Effect of chronic administration and withdrawal of caffeine on motor function, cognitive functions, anxiety, and the social behavior of BLC57 mice.

OBJECTIVES: The cognitive functions, motor coordination, and social behavior were studied in rodents after adding different doses of caffeine in their drinking water. METHODOLOGY: BLC57 mice were divided into four groups: Control (n = 8), chronic moderate dose (n = 8, Ch] MD), Ch high dose (n = 8, Ch HD), and withdrawal (n = 8, WD). Caffeine was administered for 1 month to all groups. Spatial memory was tested by Morris water maze, motor coordination by rotarod (RR), social behavior by (Crawley's test), and anxiety by elevated plus maze (EPM) test. RESULTS: In water maze, the latency to reach the platform was significantly shorter in Ch MD group compared to the control and the Ch HD groups.
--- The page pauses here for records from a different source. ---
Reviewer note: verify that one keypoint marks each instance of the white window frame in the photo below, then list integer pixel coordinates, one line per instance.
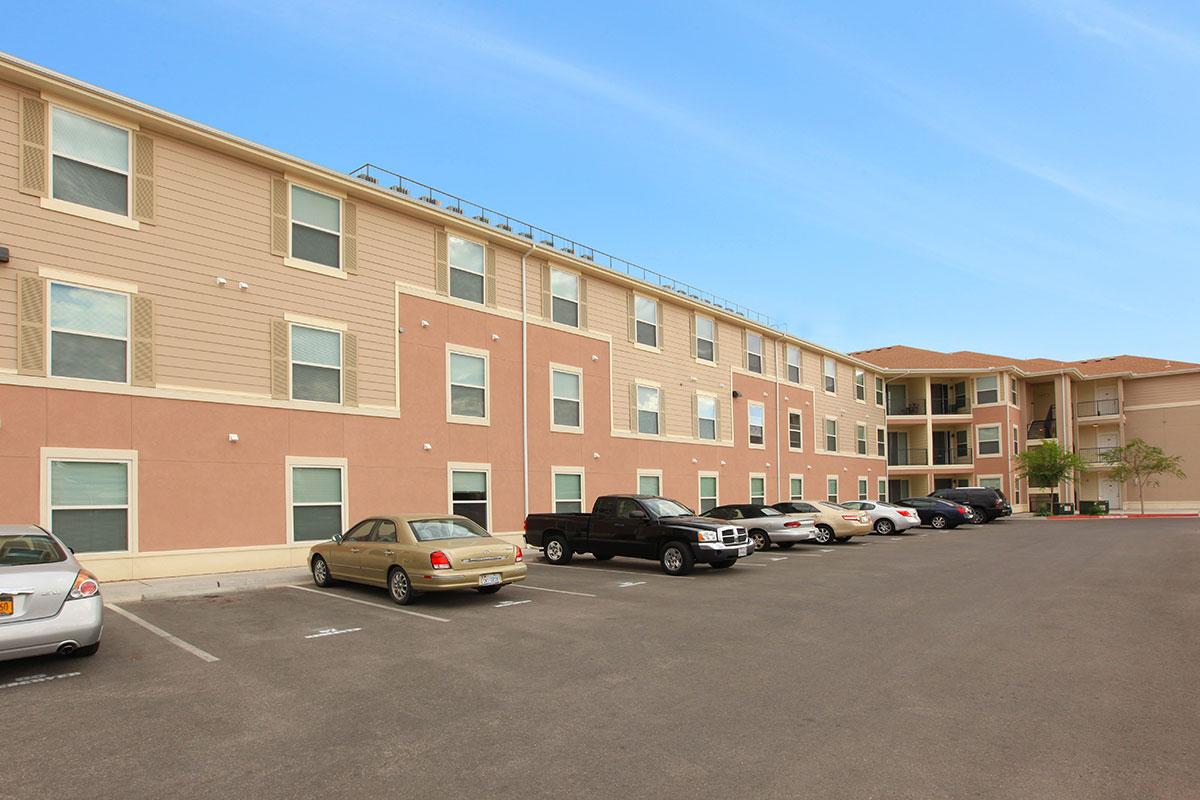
(555, 471)
(657, 474)
(1000, 443)
(567, 371)
(51, 330)
(289, 464)
(341, 364)
(459, 349)
(127, 457)
(762, 409)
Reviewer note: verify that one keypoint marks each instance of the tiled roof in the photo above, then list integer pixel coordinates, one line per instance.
(900, 356)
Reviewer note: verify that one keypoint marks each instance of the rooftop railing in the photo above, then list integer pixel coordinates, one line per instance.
(483, 215)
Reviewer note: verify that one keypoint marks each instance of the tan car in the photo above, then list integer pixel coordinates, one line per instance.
(414, 553)
(833, 522)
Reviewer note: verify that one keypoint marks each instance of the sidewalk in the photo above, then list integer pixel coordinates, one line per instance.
(127, 591)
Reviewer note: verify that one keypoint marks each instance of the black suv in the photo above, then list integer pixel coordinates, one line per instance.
(985, 504)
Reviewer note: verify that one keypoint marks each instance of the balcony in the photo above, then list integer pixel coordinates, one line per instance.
(917, 457)
(1110, 407)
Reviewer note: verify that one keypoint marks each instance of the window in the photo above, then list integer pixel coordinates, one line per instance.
(795, 431)
(708, 497)
(987, 389)
(317, 503)
(466, 260)
(90, 162)
(648, 409)
(646, 316)
(89, 334)
(754, 352)
(565, 392)
(831, 376)
(706, 338)
(564, 298)
(759, 489)
(649, 483)
(706, 416)
(468, 494)
(793, 364)
(316, 227)
(568, 492)
(90, 504)
(796, 487)
(989, 440)
(755, 416)
(468, 388)
(316, 365)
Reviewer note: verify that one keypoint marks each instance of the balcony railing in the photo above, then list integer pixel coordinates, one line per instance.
(1098, 408)
(484, 216)
(952, 456)
(1093, 455)
(916, 457)
(911, 408)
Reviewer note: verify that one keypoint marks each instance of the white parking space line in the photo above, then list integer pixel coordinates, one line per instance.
(157, 631)
(557, 591)
(367, 602)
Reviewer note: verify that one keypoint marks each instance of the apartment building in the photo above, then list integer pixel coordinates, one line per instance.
(213, 354)
(959, 419)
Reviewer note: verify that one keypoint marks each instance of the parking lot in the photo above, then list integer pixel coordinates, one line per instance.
(1023, 659)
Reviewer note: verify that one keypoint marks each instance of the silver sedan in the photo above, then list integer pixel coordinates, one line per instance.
(767, 525)
(48, 602)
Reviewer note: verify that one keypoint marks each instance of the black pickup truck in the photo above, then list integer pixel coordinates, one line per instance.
(639, 525)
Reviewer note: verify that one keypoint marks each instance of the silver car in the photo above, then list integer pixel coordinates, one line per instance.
(48, 602)
(886, 518)
(767, 525)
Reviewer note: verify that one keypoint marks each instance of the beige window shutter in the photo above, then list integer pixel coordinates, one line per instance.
(34, 167)
(142, 341)
(349, 238)
(441, 263)
(30, 325)
(490, 276)
(349, 370)
(281, 359)
(143, 179)
(280, 217)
WD group showed the worst performance. RR results showed that the groups treated with caffeine performed poor in comparison to the control group where their latency to fall was significantly less. In the three-chamber test, the Ch MD group showed enhanced sociability (session 1) and social novelty behavior (session 2). On the other hand, both Ch HD and WD showed a lack in sociability and a deficit in social novelty. In the EPM, results showed that all caffeine administrated mice where more anxious than the control group. CONCLUSION: We concluded that chronic administration of caffeine in MD resulted in enhancement of spatial memory, motor functions, sociability, and social novelty. The anxiety in these animals was, however, increased. On the other hand, Ch HD caffeine had opposite effects on all the parameters except for anxiety.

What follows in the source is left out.